Om de radioactieve vervalvergelijking te gebruiken, pluggen we 6,02 × 10. in23 atomen voornee0, 300 seconden voorten 30 seconden voort1/2.
(6.02 × 10^{23})(1/2)^{(300/30)} = 5.88 × 10^{20}
Wat als we alleen het beginaantal atomen, het uiteindelijke aantal atomen en de halveringstijd hadden? (Dit is wat wetenschappers hebben als ze radioactief verval gebruiken om oude fossielen en artefacten te dateren.) Als een monster van plutonium-238 begon met 6,02 × 1023 atomen, en heeft nu 2,11 × 1015 atomen, hoeveel tijd is er verstreken, aangezien de halfwaardetijd van plutonium-238 87,7 jaar is?

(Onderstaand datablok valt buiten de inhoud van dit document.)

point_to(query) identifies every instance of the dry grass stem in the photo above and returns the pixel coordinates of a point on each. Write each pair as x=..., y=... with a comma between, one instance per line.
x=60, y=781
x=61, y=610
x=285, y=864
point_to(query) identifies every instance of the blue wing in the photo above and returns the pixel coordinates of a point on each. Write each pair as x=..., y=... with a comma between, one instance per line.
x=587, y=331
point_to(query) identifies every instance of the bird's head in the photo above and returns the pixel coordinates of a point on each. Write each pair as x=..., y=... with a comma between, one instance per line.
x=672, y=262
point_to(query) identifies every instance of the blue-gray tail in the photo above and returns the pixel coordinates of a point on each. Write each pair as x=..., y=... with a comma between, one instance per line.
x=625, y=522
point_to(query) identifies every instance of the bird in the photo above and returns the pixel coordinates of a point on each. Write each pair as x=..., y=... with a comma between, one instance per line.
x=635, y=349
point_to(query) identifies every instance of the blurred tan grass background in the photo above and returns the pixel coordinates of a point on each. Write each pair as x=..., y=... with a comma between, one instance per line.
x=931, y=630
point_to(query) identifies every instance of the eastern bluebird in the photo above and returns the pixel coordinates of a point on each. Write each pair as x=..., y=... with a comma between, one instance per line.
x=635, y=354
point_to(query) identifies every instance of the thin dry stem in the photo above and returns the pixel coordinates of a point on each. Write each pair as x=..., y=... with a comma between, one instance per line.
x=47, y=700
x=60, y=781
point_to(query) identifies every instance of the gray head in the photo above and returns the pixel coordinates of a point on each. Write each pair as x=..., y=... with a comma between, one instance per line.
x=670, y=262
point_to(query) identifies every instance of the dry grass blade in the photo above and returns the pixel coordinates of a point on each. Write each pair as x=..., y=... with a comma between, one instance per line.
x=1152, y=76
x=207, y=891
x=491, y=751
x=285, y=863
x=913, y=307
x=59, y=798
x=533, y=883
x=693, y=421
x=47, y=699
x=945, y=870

De vergelijking die we moeten oplossen is
2.11\times 10^{15}=(6.02\times 10^{23})(1/2)^{\frac{t}{87.7}}
en we moeten het oplossen voort.
Beide zijden delen door 6,02 × 1023, we krijgen:
3.50\times 10^{-9}=(1/2)^{\frac{t}{87.7}}
We kunnen dan de log van beide zijden nemen en de regel van exponenten in logfuncties gebruiken om te krijgen:
-19,47 = (t/87,7)log (1/2)
We kunnen dit algebraïsch oplossen om t = 2463,43 jaar te krijgen.